Gett operates in four regions so that multiplies the complexity.
This was a good decision five years ago, when the project was just getting started.
But after Gett grew from four developers to thirty in less than a year, we felt that we could do better by improving our architecture.
But before we jump to solutions, let’s discuss in detail which problems we were having.
Firstly – DB load and locks. Our monolith was doing everything. Managing car classes, drivers, users, reports, dispatching. That became a critical problem, especially at peak hours. We’ve seen that even if we add more and more horsepower to our DB server, in the end, it won’t be enough. But that problem could actually be solved without moving to microservices, by smart sharding, for example.
So let’s move to our second, and more serious problem.

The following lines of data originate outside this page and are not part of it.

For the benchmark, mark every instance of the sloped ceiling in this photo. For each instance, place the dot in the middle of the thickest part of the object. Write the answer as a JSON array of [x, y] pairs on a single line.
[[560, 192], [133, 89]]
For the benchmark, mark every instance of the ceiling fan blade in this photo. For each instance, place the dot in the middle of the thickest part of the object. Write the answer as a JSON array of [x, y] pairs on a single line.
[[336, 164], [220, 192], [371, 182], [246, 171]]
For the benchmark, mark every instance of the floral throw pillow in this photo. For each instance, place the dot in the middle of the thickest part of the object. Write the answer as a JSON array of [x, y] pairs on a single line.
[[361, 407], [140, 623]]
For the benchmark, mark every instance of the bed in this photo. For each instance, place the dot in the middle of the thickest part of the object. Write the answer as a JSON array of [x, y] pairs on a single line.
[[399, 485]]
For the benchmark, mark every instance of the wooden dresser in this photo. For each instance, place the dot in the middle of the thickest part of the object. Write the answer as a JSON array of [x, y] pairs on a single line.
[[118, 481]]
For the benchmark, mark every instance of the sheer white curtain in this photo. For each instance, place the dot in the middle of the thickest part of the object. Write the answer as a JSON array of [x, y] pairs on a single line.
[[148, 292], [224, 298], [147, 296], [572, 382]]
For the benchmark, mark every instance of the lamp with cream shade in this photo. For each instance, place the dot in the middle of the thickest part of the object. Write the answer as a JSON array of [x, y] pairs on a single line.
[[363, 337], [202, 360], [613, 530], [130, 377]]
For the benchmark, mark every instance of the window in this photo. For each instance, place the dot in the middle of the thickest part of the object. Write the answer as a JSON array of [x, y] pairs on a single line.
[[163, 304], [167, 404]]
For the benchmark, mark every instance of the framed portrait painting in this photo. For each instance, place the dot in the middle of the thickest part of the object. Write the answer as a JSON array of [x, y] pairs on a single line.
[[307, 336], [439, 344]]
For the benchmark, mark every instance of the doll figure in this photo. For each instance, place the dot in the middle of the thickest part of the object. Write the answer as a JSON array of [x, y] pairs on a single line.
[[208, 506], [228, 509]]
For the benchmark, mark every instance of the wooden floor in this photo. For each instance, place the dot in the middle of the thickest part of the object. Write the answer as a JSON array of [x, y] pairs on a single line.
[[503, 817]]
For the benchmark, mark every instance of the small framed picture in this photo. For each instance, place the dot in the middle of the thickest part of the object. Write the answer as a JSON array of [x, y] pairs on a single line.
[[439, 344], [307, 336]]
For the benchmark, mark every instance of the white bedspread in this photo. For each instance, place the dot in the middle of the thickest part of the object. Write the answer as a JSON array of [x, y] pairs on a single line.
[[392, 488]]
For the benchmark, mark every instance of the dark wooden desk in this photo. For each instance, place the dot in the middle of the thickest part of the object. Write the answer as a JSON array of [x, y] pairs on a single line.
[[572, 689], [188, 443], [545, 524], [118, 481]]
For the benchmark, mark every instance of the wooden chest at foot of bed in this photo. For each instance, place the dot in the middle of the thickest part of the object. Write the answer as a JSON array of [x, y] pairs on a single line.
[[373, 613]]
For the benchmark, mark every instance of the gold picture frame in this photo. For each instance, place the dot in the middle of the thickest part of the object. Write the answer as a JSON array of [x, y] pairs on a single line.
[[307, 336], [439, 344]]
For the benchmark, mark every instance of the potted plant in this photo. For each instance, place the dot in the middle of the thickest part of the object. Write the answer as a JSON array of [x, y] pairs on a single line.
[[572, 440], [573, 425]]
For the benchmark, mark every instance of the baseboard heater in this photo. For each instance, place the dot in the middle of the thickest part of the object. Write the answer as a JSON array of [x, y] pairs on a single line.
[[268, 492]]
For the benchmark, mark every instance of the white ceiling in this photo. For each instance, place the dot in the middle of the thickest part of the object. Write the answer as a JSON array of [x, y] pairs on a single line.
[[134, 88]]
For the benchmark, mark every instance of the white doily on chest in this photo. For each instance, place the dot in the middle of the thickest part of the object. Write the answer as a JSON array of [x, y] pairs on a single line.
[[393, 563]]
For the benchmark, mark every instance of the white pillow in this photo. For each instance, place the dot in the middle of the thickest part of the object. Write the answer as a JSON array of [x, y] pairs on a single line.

The number of our programmers grew from 5 to 30 in a year. Not all of them could get familiar with all parts of the system. And sprint after sprint each team was breaking features of other teams. It’s very hard to avoid in a monolith system, even if it’s well divided into modules. You still have parts that are being reused, and when they are changed, something may break, no matter how hard you test it.
And when speaking of tests, it was a pain in itself. The full suite could run for up to 40 minutes. And when test failed, developers sometimes even couldn’t understand how their change could affect others. It was time to change.
We starting with writing Payment Module as a separate service, using the same stack as our monolith; RoR and MySQL.
After that came the Location Module, which stores locations of our drivers. Since it endured very heavy loads, we decided that NodeJS and MongoDB will suit it.
Then we moved to Areas module. That module defined polygons on the global map where Gett was providing services. Since we were familiar and comfortable with Rails, we developed this service with the same technology we used for our monolith solution. But for database, this time over we choose PostgreSQL, which had better support for geo features. And here we can see the first advantage of of micro services. You don’t have to replace everything in order to use new technology.
We developed Area Service and Price Lists Service. But then noticed, that they were so tightly coupled, that it made more sense to unify them into a single service.
The opposite happened with Charging Service. Its pricing module grew so large that we decided to split it into a separate Pricing Service.
After a few weeks we noticed that we had some memory leaks with our NodeJS implementation of Location Service. Those proved to be very tricky to solve. So in a month or two we completely rewritten it using Go.
As you can see, the pattern repeats itself. With micro services it’s very easy to adapt.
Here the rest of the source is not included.